ACTEURS, ACTRICES ET CHANSONS BIDES

En chanson, personne n’est à l’abri d’un bide, pas même les grandes stars du grand écran. Jeanne Moreau, Catherine Deneuve, Alain Delon, Isabelle Adjani, Brigitte Bardot, Sandrine Kiberlain, Richard Berry, Daniel Auteuil … la liste serait longue s’il fallait citer tous ceux qui ont tenté l’aventure. Depuis que la télévision a apporté sa part d’ombre au cinéma et que les stars ont été obligées de trouver d’autres moyens pour redorer leur image et leur popularité, la chanson est devenue le miroir aux alouettes, un allié de circonstance qui se transforme hélas le plus souvent en ennemi redoutable !

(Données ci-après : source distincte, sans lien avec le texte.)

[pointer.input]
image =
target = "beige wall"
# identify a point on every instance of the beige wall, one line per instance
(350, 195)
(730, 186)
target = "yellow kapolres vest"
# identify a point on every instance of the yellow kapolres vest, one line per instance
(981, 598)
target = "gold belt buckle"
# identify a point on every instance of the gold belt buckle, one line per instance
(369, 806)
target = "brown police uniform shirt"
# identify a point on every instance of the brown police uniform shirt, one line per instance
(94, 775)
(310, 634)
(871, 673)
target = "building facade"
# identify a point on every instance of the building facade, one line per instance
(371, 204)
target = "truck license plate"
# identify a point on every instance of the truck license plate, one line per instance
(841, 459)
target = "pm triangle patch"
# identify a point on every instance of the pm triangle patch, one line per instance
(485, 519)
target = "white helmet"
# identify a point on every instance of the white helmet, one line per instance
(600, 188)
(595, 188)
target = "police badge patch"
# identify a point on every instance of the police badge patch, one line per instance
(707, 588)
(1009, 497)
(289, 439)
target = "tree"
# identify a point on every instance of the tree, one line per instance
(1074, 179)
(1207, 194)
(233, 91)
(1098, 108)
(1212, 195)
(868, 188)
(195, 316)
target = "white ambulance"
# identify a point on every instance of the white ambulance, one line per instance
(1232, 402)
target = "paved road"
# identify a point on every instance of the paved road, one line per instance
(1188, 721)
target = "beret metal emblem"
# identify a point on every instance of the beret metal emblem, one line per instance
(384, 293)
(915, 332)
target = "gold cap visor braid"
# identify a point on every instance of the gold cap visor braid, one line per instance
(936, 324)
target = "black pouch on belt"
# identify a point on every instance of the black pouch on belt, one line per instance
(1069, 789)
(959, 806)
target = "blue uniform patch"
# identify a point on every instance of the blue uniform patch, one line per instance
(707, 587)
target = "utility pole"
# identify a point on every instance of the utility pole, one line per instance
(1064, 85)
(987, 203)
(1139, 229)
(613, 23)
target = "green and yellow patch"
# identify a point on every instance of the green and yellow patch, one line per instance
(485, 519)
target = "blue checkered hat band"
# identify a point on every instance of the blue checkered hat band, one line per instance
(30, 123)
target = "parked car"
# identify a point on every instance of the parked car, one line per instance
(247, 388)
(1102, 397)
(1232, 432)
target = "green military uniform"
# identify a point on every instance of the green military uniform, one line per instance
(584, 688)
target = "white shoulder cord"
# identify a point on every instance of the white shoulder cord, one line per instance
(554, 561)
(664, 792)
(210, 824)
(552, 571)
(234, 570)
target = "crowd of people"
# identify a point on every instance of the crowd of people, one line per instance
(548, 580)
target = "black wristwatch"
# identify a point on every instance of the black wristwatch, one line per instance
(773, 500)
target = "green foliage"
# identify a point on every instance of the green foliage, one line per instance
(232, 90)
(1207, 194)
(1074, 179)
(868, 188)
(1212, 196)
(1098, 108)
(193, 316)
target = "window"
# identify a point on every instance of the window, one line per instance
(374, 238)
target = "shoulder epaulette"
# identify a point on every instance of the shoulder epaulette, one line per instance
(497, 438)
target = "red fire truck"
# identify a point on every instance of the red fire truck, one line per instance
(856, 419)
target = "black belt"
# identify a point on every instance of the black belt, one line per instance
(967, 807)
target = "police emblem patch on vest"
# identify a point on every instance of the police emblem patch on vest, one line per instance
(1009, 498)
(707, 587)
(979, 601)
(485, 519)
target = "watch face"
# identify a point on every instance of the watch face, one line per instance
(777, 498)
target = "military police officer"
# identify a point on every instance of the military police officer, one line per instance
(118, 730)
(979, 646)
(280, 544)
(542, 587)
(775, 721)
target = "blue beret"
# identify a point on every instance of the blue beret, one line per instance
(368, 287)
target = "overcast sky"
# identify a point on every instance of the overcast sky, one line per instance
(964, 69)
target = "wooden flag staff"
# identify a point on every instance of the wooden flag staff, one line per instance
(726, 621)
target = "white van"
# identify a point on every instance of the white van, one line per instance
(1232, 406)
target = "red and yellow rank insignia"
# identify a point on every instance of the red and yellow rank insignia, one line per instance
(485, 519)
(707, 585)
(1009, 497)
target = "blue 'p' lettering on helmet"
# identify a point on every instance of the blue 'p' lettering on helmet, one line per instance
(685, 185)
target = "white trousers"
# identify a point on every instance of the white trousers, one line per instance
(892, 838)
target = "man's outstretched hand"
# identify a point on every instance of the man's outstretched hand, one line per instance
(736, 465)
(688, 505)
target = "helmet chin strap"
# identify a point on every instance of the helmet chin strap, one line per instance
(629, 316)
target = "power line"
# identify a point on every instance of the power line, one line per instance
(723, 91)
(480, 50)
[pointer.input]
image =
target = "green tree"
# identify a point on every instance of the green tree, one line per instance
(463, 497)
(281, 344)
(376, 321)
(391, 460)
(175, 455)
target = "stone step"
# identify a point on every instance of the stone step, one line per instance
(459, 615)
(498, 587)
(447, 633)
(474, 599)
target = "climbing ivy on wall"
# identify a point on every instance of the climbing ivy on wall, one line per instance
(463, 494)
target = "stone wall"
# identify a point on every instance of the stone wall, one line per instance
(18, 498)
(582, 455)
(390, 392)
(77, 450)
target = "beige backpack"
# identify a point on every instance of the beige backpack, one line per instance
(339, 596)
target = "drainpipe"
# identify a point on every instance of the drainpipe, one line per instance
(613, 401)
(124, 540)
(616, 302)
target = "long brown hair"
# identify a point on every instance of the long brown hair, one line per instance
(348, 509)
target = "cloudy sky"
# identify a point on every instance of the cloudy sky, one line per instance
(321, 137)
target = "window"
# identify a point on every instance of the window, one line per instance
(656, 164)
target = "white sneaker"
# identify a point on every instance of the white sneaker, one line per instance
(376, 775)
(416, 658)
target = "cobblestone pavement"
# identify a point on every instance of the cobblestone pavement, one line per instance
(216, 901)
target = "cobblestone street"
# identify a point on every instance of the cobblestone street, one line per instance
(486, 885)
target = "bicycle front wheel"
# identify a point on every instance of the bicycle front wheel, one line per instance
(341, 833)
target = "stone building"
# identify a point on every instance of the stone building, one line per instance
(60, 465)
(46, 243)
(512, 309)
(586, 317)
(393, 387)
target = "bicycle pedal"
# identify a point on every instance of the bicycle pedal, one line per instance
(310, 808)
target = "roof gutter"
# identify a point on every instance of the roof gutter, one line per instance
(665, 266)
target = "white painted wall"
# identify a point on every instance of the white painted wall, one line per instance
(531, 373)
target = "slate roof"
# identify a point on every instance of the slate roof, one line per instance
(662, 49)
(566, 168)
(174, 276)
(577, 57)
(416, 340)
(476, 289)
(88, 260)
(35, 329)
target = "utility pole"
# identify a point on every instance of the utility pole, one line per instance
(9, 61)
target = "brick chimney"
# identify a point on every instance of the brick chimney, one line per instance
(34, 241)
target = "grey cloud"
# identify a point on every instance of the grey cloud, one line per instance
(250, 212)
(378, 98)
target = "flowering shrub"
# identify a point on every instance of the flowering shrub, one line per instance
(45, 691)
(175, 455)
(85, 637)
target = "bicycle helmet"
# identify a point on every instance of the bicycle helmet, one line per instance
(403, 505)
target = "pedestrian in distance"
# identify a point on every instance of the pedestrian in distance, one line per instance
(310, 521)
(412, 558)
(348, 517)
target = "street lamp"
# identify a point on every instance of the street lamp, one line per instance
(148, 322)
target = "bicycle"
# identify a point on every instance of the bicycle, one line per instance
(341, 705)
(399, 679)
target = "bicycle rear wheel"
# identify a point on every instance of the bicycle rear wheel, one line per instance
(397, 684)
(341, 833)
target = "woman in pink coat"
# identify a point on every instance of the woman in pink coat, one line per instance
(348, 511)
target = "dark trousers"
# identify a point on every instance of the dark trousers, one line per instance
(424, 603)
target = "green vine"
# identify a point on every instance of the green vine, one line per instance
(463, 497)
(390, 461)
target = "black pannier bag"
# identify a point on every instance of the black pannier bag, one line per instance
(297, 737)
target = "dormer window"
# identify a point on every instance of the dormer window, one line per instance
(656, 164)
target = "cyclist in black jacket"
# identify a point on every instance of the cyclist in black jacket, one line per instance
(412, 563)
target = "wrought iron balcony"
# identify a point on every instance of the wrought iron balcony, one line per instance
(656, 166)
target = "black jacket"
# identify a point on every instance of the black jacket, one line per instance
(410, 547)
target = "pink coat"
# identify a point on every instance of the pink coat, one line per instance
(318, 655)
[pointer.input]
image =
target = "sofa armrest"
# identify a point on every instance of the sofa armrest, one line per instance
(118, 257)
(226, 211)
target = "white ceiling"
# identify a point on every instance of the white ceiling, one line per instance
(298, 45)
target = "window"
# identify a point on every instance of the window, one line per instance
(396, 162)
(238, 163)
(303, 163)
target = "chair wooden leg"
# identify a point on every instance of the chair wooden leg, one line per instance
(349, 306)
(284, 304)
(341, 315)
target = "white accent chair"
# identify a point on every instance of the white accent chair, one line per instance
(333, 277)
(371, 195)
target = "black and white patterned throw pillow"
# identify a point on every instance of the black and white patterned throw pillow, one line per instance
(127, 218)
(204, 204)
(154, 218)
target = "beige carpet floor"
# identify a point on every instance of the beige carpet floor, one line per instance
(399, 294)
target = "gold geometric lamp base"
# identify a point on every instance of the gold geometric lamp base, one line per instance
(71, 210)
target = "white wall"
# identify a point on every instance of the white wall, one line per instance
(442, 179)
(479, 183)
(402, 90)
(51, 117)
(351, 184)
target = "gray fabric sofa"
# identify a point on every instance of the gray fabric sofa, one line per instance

QUAND LES CHANSONS BIDES S’EXPLIQUENT…

S’ils brillent déjà sur les écrans, les acteurs et actrices osent parfois se lancer dans la chanson dans l’espoir caché d’un nouveau rayonnement médiatique… Enfin, c’est ce qu’ils se disent, car si chanter rime parfois avec plaisir, c'est également un métier avec ses propres exigences. Ce n’est pas qu’une affaire de promotion et de business. Des vedettes de cinéma qui chantent, cela ne répond certainement pas à une demande du public, mais bel et bien à un caprice de star souhaitant se faire plaisir ! Il n’est pas exagéré de dire qu’entre un filet de voix à peine audible et un chant à la limite de la justesse, la chanson française mérite mieux que ça !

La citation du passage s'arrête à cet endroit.